Joel Baxter
Joel Baxter

Reputation: 43

Chrome extension doing a download can't always specify file extension?

I'm trying to make a Chrome extension that thru chrome.downloads.download can initiate a download and specify the filename of the resulting local file -- in particular, specifying the file extension of the downloaded result.

If the server advertises a content-type of application/octet-stream for this file, this works fine.

However if the server advertises some other content-type (for example application/zip), then the download object is set to have that MIME type, and the downloaded file name is forced to have a related extension (for example ".zip") instead of the one I specified.

I've tried using onHeadersReceived to change the content-type in the incoming headers, forcing it to application/octet-stream, but the download object still ends up having the original MIME type and the file extension is still forced.

Using chrome.downloads.onDeterminingFilename to "suggest" my desired filename+extension also does not help prevent the forced extension. I've disabled all other extensions and also checked to see if onActionIgnored ever fires (it does not). I finally added logging for all other webRequest callbacks to see if there's any other behavior that could explain the difference between the successful and failed cases, but this content-type/mimetype issue seems to be the culprit.

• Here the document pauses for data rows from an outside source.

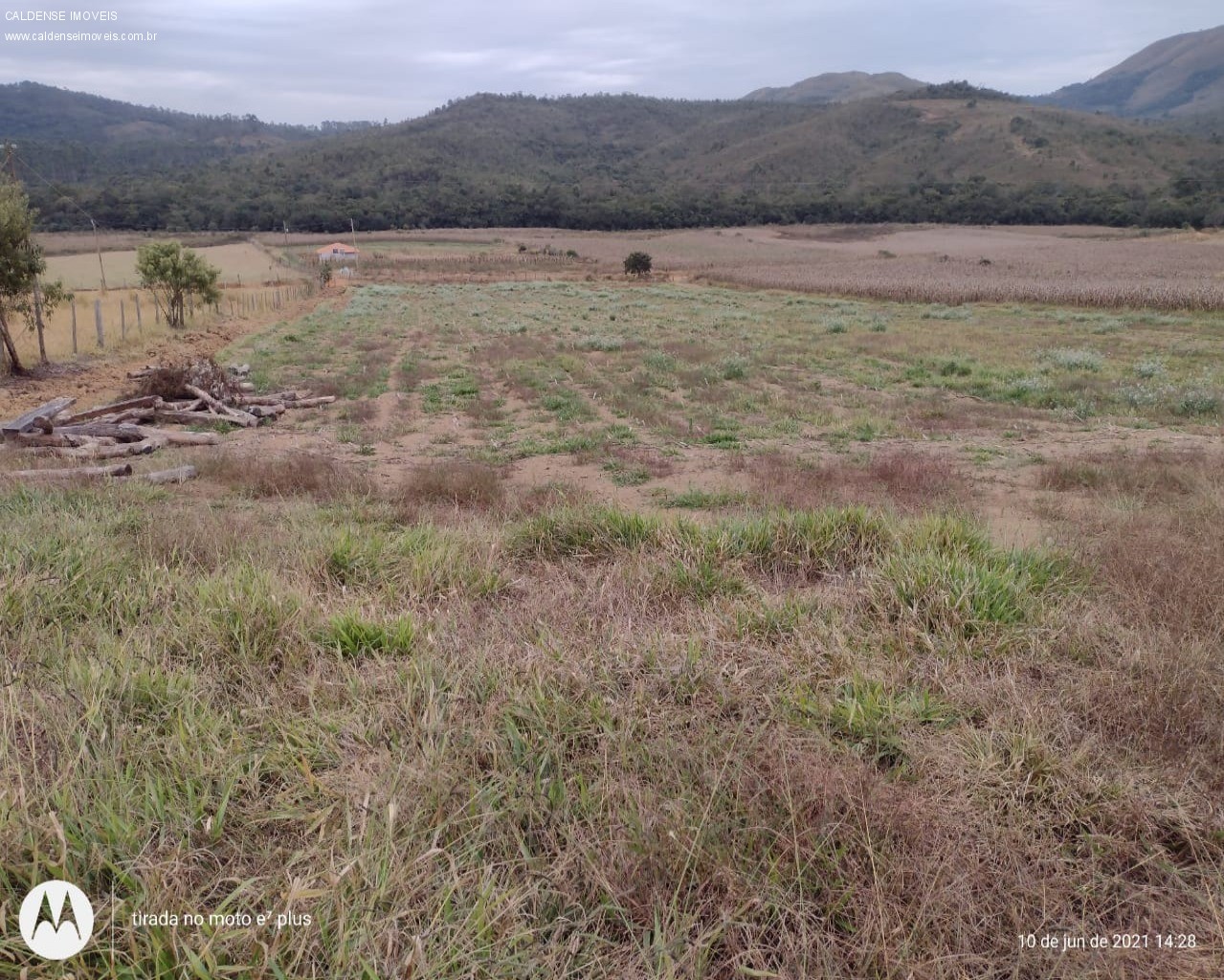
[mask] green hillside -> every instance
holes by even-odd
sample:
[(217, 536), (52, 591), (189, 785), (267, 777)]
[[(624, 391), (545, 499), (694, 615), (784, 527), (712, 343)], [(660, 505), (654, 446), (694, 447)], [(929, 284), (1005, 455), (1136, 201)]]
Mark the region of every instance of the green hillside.
[(204, 116), (84, 92), (0, 84), (0, 141), (54, 182), (149, 174), (318, 139), (368, 122), (284, 126), (255, 116)]
[(834, 103), (857, 102), (894, 92), (912, 92), (927, 83), (897, 71), (869, 73), (865, 71), (830, 71), (814, 75), (793, 86), (758, 88), (744, 95), (747, 102)]
[[(1160, 225), (1219, 210), (1219, 185), (1204, 182), (1220, 155), (1208, 139), (931, 91), (956, 97), (821, 106), (475, 95), (397, 126), (115, 174), (72, 196), (110, 228), (240, 230), (328, 230), (349, 218), (366, 229)], [(73, 207), (35, 197), (45, 226), (80, 226)]]
[(1195, 117), (1224, 111), (1224, 27), (1177, 34), (1045, 102), (1121, 116)]

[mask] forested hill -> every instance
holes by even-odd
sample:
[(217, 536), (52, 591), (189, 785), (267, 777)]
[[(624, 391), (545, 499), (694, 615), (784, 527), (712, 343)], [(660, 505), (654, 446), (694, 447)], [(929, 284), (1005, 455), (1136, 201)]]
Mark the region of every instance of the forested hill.
[[(395, 126), (132, 169), (71, 196), (106, 226), (140, 229), (1224, 219), (1211, 139), (961, 86), (930, 92), (950, 97), (475, 95)], [(73, 207), (35, 197), (44, 226), (80, 226)]]
[(37, 82), (0, 84), (0, 141), (55, 182), (193, 166), (301, 143), (372, 122), (285, 126), (255, 116), (206, 116), (132, 105)]

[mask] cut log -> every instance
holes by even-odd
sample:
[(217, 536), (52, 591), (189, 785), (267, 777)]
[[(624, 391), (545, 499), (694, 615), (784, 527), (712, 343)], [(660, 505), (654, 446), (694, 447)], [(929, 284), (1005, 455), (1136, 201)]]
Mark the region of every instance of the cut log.
[(173, 470), (158, 470), (152, 473), (143, 473), (141, 480), (149, 483), (184, 483), (195, 480), (197, 476), (195, 466), (175, 466)]
[(116, 462), (109, 466), (70, 466), (60, 470), (10, 470), (2, 476), (11, 480), (99, 480), (106, 476), (131, 476), (132, 464)]
[(185, 412), (174, 409), (158, 409), (154, 421), (180, 422), (185, 426), (215, 426), (218, 422), (229, 422), (234, 426), (237, 425), (237, 420), (230, 418), (225, 415), (213, 415), (212, 412)]
[(75, 426), (78, 422), (86, 422), (91, 418), (99, 418), (104, 415), (114, 415), (127, 411), (129, 409), (151, 409), (159, 401), (157, 395), (144, 395), (143, 398), (130, 398), (124, 401), (111, 401), (109, 405), (99, 405), (95, 409), (86, 409), (83, 412), (77, 412), (76, 415), (70, 415), (66, 418), (56, 418), (55, 425), (59, 426)]
[(234, 399), (239, 405), (284, 405), (286, 401), (296, 400), (296, 392), (277, 392), (271, 395), (239, 395)]
[(143, 456), (163, 449), (165, 439), (148, 438), (138, 443), (120, 443), (119, 445), (82, 445), (77, 449), (53, 450), (59, 456), (67, 459), (118, 459), (120, 456)]
[(241, 409), (231, 409), (220, 399), (213, 398), (203, 388), (196, 388), (196, 385), (193, 384), (185, 384), (182, 387), (184, 390), (191, 392), (191, 394), (193, 394), (196, 398), (203, 401), (209, 409), (215, 411), (218, 415), (225, 416), (226, 418), (233, 418), (244, 428), (251, 428), (259, 423), (258, 420), (250, 412), (245, 412)]
[(155, 412), (157, 409), (152, 406), (148, 409), (130, 409), (118, 415), (108, 415), (105, 416), (105, 421), (114, 422), (116, 426), (124, 422), (152, 422)]
[(61, 436), (105, 436), (121, 442), (135, 443), (144, 438), (140, 426), (122, 422), (82, 422), (78, 426), (60, 426), (55, 429)]
[(75, 398), (55, 398), (39, 405), (37, 409), (31, 409), (24, 415), (18, 415), (11, 422), (5, 422), (0, 426), (0, 432), (4, 433), (5, 438), (10, 436), (16, 436), (18, 432), (29, 432), (34, 427), (34, 423), (39, 418), (51, 420), (61, 411), (64, 411), (69, 405), (75, 405)]
[(165, 439), (166, 445), (217, 445), (222, 437), (215, 432), (179, 432), (171, 428), (141, 429), (146, 439)]
[(12, 437), (12, 444), (20, 449), (42, 449), (47, 447), (62, 449), (65, 447), (84, 445), (86, 443), (92, 442), (94, 442), (94, 439), (91, 436), (73, 436), (66, 432), (53, 432), (50, 434), (42, 432), (22, 432)]

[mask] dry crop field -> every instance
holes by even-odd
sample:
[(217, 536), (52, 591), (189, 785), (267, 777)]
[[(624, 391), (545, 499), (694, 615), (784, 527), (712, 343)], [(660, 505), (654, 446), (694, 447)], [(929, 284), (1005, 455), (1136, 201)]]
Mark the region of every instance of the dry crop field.
[(573, 251), (603, 272), (641, 250), (657, 270), (682, 278), (884, 300), (1224, 308), (1218, 231), (859, 225), (416, 234), (454, 241), (492, 235), (530, 252)]
[[(180, 236), (182, 237), (182, 236)], [(263, 312), (278, 301), (288, 302), (302, 292), (308, 277), (300, 268), (280, 261), (280, 257), (252, 242), (228, 242), (211, 245), (218, 235), (186, 236), (197, 242), (200, 254), (220, 269), (222, 314), (235, 317)], [(146, 237), (127, 234), (109, 234), (103, 237), (103, 269), (108, 289), (103, 291), (98, 254), (91, 236), (55, 234), (39, 241), (49, 256), (47, 278), (59, 279), (73, 295), (71, 305), (60, 306), (47, 318), (45, 344), (53, 361), (69, 360), (73, 355), (73, 310), (77, 324), (76, 354), (93, 356), (103, 351), (138, 352), (151, 344), (164, 341), (166, 328), (159, 323), (153, 296), (137, 289), (136, 247)], [(98, 345), (97, 313), (100, 305), (103, 321), (103, 346)], [(218, 317), (212, 311), (192, 307), (192, 325), (203, 327)], [(33, 330), (17, 329), (17, 352), (27, 365), (37, 363), (38, 339)]]
[(1219, 976), (1224, 313), (497, 237), (583, 259), (236, 340), (341, 399), (192, 484), (0, 487), (0, 903), (98, 978)]

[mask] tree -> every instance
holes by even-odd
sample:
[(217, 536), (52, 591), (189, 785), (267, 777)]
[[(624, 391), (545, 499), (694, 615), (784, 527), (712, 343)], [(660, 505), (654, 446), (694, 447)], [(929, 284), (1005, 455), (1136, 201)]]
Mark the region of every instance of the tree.
[(12, 317), (20, 316), (31, 328), (38, 327), (38, 346), (45, 363), (43, 314), (50, 314), (70, 297), (60, 283), (48, 283), (39, 291), (38, 277), (47, 272), (47, 262), (33, 240), (34, 215), (29, 198), (17, 184), (0, 182), (0, 343), (13, 374), (23, 374), (26, 368), (12, 340)]
[(650, 274), (652, 259), (645, 252), (629, 252), (624, 257), (624, 274), (643, 277)]
[(222, 297), (217, 289), (220, 269), (209, 265), (190, 248), (184, 248), (181, 242), (142, 245), (136, 250), (136, 272), (170, 327), (182, 327), (187, 297), (198, 296), (206, 305)]

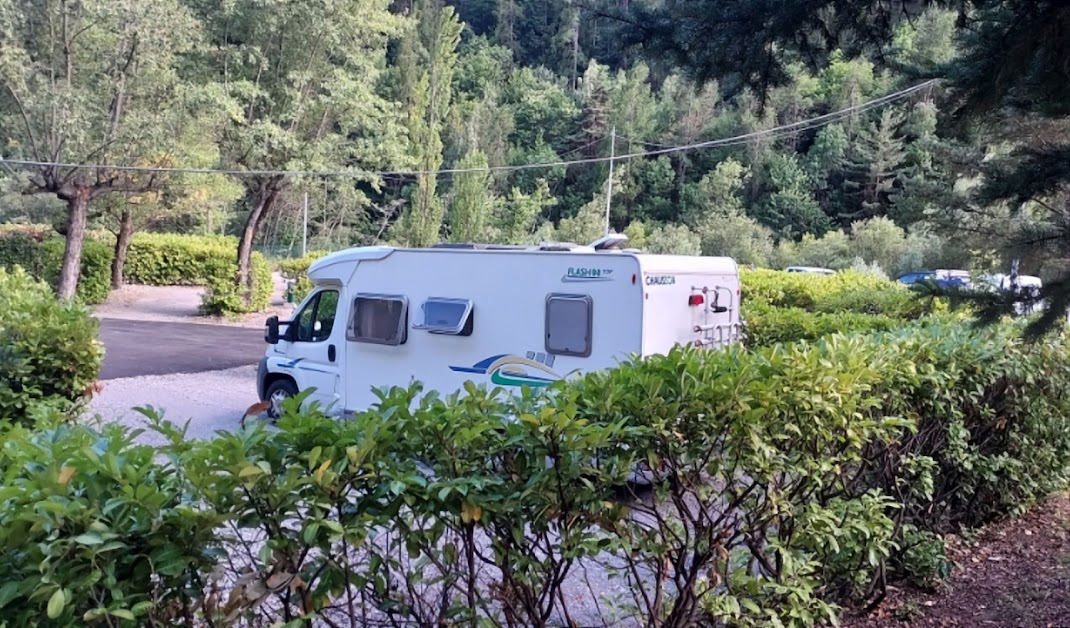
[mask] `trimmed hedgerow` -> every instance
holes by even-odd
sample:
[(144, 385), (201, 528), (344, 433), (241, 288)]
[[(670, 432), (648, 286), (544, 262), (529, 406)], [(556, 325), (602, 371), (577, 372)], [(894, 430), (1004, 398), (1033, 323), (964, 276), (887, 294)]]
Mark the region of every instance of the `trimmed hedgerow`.
[(855, 271), (835, 275), (742, 270), (744, 303), (792, 307), (811, 312), (885, 315), (914, 320), (932, 304), (906, 286)]
[(234, 282), (238, 274), (238, 264), (234, 263), (228, 267), (228, 274), (209, 278), (204, 294), (201, 295), (201, 311), (210, 316), (225, 316), (261, 311), (268, 307), (275, 290), (275, 281), (272, 279), (271, 266), (259, 251), (253, 252), (251, 272), (253, 293), (248, 305), (243, 298), (245, 289), (239, 288)]
[(0, 267), (0, 424), (32, 424), (39, 409), (81, 399), (104, 358), (97, 326), (24, 269)]
[(236, 269), (238, 239), (221, 235), (137, 233), (124, 274), (143, 286), (207, 286)]
[[(95, 233), (82, 250), (78, 297), (87, 304), (104, 302), (111, 286), (113, 239)], [(0, 266), (19, 264), (32, 276), (55, 286), (59, 280), (64, 241), (49, 229), (10, 228), (0, 231)], [(124, 264), (125, 279), (147, 286), (204, 286), (203, 310), (210, 315), (260, 311), (271, 303), (275, 286), (271, 266), (260, 254), (253, 256), (255, 277), (251, 303), (228, 284), (238, 271), (238, 240), (219, 235), (138, 233), (131, 241)]]

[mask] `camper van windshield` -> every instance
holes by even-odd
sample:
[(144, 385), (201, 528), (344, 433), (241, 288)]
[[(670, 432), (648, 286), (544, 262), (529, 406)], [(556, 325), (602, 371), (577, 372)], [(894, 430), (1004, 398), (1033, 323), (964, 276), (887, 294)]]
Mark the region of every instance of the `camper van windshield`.
[(424, 322), (414, 328), (434, 334), (468, 336), (471, 331), (472, 302), (468, 298), (431, 296), (424, 302)]

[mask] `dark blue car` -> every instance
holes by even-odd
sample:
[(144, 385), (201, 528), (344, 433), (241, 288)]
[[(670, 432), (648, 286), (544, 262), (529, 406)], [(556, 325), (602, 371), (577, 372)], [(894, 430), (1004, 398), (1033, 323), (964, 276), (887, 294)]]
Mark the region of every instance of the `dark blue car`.
[(951, 275), (946, 273), (936, 273), (935, 271), (916, 271), (914, 273), (903, 273), (896, 278), (900, 284), (905, 284), (911, 286), (912, 284), (917, 284), (918, 281), (923, 281), (931, 279), (941, 288), (964, 288), (969, 286), (969, 277), (964, 277), (960, 275)]

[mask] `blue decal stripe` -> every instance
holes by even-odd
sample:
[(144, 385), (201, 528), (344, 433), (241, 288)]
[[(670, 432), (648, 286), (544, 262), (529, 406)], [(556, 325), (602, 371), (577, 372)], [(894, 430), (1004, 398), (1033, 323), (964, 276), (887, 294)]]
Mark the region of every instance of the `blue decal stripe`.
[(321, 369), (311, 368), (311, 367), (308, 367), (308, 366), (299, 366), (297, 370), (310, 370), (310, 371), (317, 372), (317, 373), (324, 373), (324, 374), (328, 374), (328, 376), (332, 374), (331, 371), (328, 371), (328, 370), (321, 370)]
[(498, 355), (491, 355), (487, 359), (482, 359), (482, 361), (475, 363), (474, 365), (472, 365), (472, 368), (482, 368), (484, 370), (487, 370), (488, 366), (494, 364), (496, 361), (501, 359), (502, 357), (505, 357), (504, 353), (499, 353)]

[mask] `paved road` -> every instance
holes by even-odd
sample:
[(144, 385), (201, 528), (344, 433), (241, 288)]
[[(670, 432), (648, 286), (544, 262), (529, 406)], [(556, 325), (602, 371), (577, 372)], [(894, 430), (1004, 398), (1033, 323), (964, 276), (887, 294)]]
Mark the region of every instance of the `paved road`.
[(264, 354), (263, 330), (101, 319), (102, 380), (195, 373), (255, 365)]

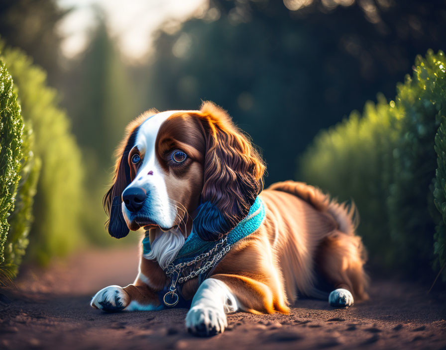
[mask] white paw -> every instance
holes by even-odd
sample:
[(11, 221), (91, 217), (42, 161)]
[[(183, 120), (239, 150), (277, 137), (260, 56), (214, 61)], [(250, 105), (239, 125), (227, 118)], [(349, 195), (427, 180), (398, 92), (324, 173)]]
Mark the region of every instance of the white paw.
[(223, 308), (220, 309), (209, 305), (198, 305), (187, 313), (186, 327), (196, 336), (210, 337), (222, 333), (227, 327), (227, 320)]
[(98, 292), (90, 305), (106, 311), (118, 311), (128, 305), (128, 295), (118, 285), (111, 285)]
[(333, 307), (346, 307), (353, 305), (353, 295), (346, 289), (339, 288), (330, 293), (329, 302)]

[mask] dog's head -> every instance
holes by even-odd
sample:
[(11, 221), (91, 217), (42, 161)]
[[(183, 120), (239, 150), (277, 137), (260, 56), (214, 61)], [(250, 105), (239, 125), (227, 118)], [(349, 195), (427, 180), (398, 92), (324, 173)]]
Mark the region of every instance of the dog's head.
[(216, 240), (247, 214), (263, 187), (261, 158), (211, 102), (200, 110), (149, 111), (126, 131), (104, 200), (113, 237), (177, 228), (189, 213), (194, 231)]

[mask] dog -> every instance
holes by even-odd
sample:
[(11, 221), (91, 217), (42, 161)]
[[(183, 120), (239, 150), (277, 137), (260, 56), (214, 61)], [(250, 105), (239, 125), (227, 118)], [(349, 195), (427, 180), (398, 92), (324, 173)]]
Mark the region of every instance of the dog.
[(117, 156), (108, 230), (120, 238), (143, 228), (143, 251), (133, 284), (100, 290), (93, 307), (190, 307), (188, 330), (207, 336), (237, 310), (288, 314), (298, 297), (336, 307), (368, 298), (354, 206), (302, 182), (263, 190), (259, 153), (213, 103), (143, 113)]

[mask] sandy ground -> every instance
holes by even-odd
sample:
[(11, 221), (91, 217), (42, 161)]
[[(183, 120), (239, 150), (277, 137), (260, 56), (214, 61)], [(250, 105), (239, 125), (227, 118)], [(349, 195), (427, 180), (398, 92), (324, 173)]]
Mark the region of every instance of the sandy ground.
[(195, 338), (184, 309), (106, 313), (91, 297), (136, 274), (136, 247), (78, 254), (45, 271), (21, 274), (0, 300), (0, 349), (446, 349), (446, 293), (372, 279), (370, 300), (346, 310), (299, 300), (289, 315), (229, 315), (222, 335)]

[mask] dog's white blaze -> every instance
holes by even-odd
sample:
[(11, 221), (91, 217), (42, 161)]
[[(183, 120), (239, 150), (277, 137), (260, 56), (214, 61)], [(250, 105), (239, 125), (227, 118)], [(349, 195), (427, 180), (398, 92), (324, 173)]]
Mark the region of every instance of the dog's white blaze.
[(193, 330), (204, 324), (208, 332), (214, 327), (218, 332), (222, 332), (227, 326), (226, 314), (235, 312), (238, 308), (235, 297), (224, 282), (208, 278), (192, 299), (186, 317), (186, 327)]
[[(162, 123), (174, 113), (185, 111), (174, 110), (158, 113), (142, 123), (136, 134), (135, 144), (143, 155), (142, 164), (134, 179), (127, 186), (141, 187), (146, 190), (150, 203), (149, 206), (145, 208), (147, 216), (166, 228), (173, 226), (176, 208), (167, 194), (164, 172), (156, 159), (155, 144)], [(148, 175), (149, 173), (151, 175)], [(125, 205), (122, 205), (121, 208), (124, 218), (131, 216)]]

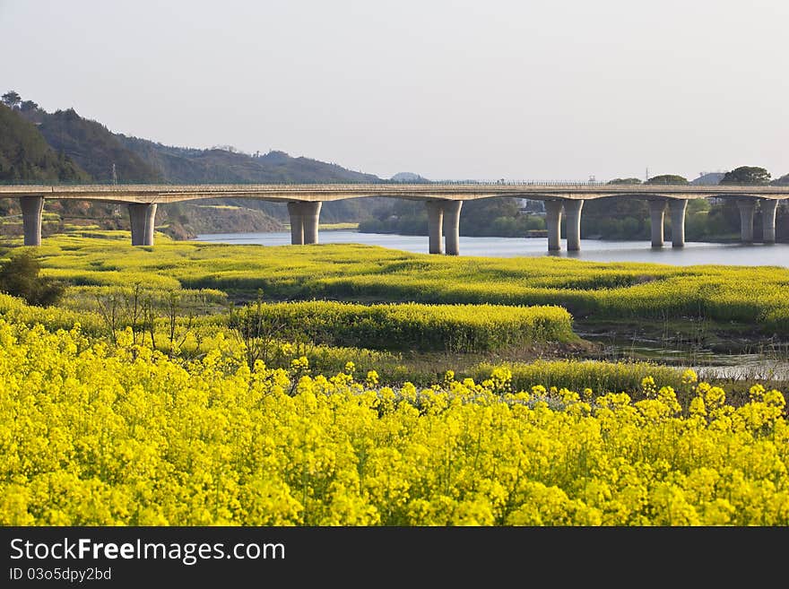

This is with an unpacked extension loaded into Chrome 84.0.4147.89 on Linux (elementary OS, an Ubuntu variant). I'll get into more details about the extension code below, but I'm thinking there's probably just something about the flow of how download objects are created which either a) makes doing this impossible or b) means that I need to do it in some other way.

Thanks for any help!

Here's the manifest of my test extension:

{
    "name": "Test DL Rename",
    "version": "1.0",
    "manifest_version": 2,
    "description": "Add a file extension to the name of a download.",
    "background": { 
      "scripts": ["background.js"],
      "persistent": true
    },
    "permissions": [
      "contextMenus",
      "downloads",
      "webRequest",
      "webRequestBlocking",
      "<all_urls>"
    ]
}

Here's the background.js with all the debugging chattiness stripped out:

const CONTEXT_MENU_ID = "TEST_DL_RENAME";

// add our thing to the context menu for links
chrome.contextMenus.create(
  {
    id: CONTEXT_MENU_ID,
    title: "Test DL Rename",
    contexts: ["link"]
  }
);

// test download-renaming by adding ".qz" extension to downloaded file
chrome.contextMenus.onClicked.addListener(
  function(info, tab) {
    if (info.menuItemId !== CONTEXT_MENU_ID) {
      return;
    }
    filename = info.linkUrl.substring(info.linkUrl.lastIndexOf('/') + 1);
    qzFilename = filename + ".qz";
    console.log("specifying name for download: " + qzFilename);
    chrome.downloads.download(
      {
        url: info.linkUrl,
        filename: qzFilename,
        conflictAction: "uniquify"
      },
      function(downloadId) {
        console.log("started download ID " + downloadId);
      }
    );
  }
);

// test setting content-type on a received download
chrome.webRequest.onHeadersReceived.addListener(
  function(details) {
    // if doing this for real, we'd track which URLs we actually want to change
    // for now just change anything that is a zipfile
    if (details.url.split('.').pop() != "zip") {
      return {};
    }
    for (var i = 0; i < details.responseHeaders.length; i++) {
      if (details.responseHeaders[i].name.toLowerCase() == "content-type"){
        console.log("forcing content-type to application/octet-stream");
        details.responseHeaders[i].value = "application/octet-stream";
        break;
      }
    }
    return {
      responseHeaders: details.responseHeaders
    };
  },
  {
    urls: ["<all_urls>"]
  },
  ["blocking", "responseHeaders"]
);

And these are the files I'm using to run my tests currently. If I right-click on "test with octet-stream MIME type" and choosing "Test DL Rename", that results in a download named "test.zip.qz" as desired. Right-clicking on "test with zip MIME type" results in "test-mime.zip.zip" rather than "test-mime.zip.qz".

Upvotes: 4

Views: 2301

Answers (1)

woxxom
woxxom

Reputation: 73566

Looks like an intended restriction in Chrome's handling of downloads to ensure "safety", which you can contest on https://crbug.com by advocating your use case.

Meanwhile, download the blob yourself and change its type:

chrome.contextMenus.onClicked.addListener(async ({linkUrl: url}) => {
  const blob = await (await fetch(url)).blob();
  const typedBlob = blob.type === 'application/octet-stream' ? blob :
    new Blob([blob], {type: 'application/octet-stream'});
  chrome.downloads.download({
    url: URL.createObjectURL(typedBlob),
    filename: url.substring(url.lastIndexOf('/') + 1) + '.qz',
    conflictAction: 'uniquify',
  });
});

P.S. Now that you don't need webRequest API you can use "persistent": false in manifest.json (FWIW there's a way though to use both at the same time by putting webRequest into optional_permissions, see the documentation).